PJ Harvey yearns for change on new song ‘I Inside the Old I Dying’
Song will appear on her upcoming album, 'I Inside the Old Year Dying'
By Kory Grow
A sense of yearning pervades PJ Harvey’s latest single, ‘I Inside the Old I Dying’, which will appear on her upcoming I Inside the Old Year Dying album, out July 7. She describes flora and fauna as “all waiting for His kingdom,” referencing someone named Wyman as she seems to become one with nature. “Slip from my childhood skin,” she sings before slipping into her native Dorset dialect, “I zing through the forest/I hover in the holway/and laugh into the leaves.” (Last year, Harvey released the book Orlam, a narrative poem written in Dorset; Wyman-Elvis was an ominous character in the book.)
In a statement, Harvey explained how she and her longtime collaborators John Parish and Flood figured out the song, which also features someone named Cecil on keyboards and playing field recordings and backing vocals by Colin Morgan. “This delicate and beautiful song eluded us until the very last day in the studio,” Harvey said. “Over the previous five weeks we had tried so many times to capture it and failed, and/but then John reinvented the feel of the guitar pattern. As he was demonstrating it in the control room, Flood handed me a microphone and pressed record whilst I sat next to John trying to work out how to sing to it. The result somehow captures the ethereal and melancholic longing I was looking for.”
“In the lyric, everyone is waiting for the savior to reappear — everyone and everything anticipates the arrival of this figure of love and transformation,” she continued. “There is a sense of sexual longing and awakening and of moving from one realm into another — from child to adult, from life to death and the eternal.”

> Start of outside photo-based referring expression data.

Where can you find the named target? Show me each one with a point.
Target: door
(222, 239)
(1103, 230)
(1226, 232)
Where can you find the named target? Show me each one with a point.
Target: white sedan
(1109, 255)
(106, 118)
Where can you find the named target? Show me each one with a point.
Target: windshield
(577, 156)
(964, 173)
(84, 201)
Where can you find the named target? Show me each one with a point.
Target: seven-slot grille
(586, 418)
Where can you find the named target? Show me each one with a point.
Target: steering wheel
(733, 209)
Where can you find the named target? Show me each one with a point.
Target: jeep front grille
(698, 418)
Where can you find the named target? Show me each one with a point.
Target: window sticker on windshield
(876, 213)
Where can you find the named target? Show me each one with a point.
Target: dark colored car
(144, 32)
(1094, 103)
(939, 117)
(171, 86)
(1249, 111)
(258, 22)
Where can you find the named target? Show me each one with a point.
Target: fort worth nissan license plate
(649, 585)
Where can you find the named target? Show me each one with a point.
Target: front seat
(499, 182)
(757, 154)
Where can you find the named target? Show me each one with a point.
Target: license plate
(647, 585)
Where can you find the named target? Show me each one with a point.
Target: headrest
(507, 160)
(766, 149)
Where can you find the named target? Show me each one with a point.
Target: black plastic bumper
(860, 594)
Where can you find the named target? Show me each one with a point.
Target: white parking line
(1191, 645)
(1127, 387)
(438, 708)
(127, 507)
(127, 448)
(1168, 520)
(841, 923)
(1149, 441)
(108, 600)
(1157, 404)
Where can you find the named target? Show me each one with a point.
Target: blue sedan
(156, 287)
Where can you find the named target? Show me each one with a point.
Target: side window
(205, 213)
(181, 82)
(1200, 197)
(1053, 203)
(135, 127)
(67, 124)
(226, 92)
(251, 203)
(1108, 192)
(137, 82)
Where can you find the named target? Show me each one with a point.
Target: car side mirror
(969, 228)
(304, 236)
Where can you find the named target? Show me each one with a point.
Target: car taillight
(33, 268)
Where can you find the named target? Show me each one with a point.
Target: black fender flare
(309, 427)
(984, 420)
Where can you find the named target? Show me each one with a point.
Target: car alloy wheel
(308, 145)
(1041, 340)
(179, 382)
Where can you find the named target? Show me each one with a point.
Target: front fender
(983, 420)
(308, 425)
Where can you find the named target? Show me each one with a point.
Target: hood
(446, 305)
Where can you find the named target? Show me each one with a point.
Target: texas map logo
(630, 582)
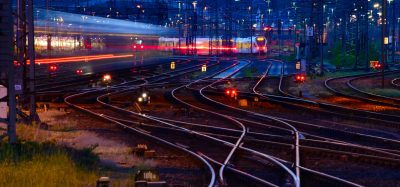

Cristóbal León and Joaquín Cociña made the song’s video, which shows a man and his dog on a journey — camping, urinating, and appreciating a confluence of nature and domestic life. “We envisioned the video as a short story about love, death, and resurrection,” the filmmakers said in a joint statement. “We imagined that the video can be seen as a little fairy tale and also as an intimate ritual. We wanted to keep the animation in a state of scenic and material rawness, as if the elements we see are not characters or props, but artifacts and talismans that are part of a ceremony.”
Harvey has also announced a run of U.K. and European dates, detailed on her website, that will begin this fall. She previously released the track ‘A Child’s Question, August‘ off the album.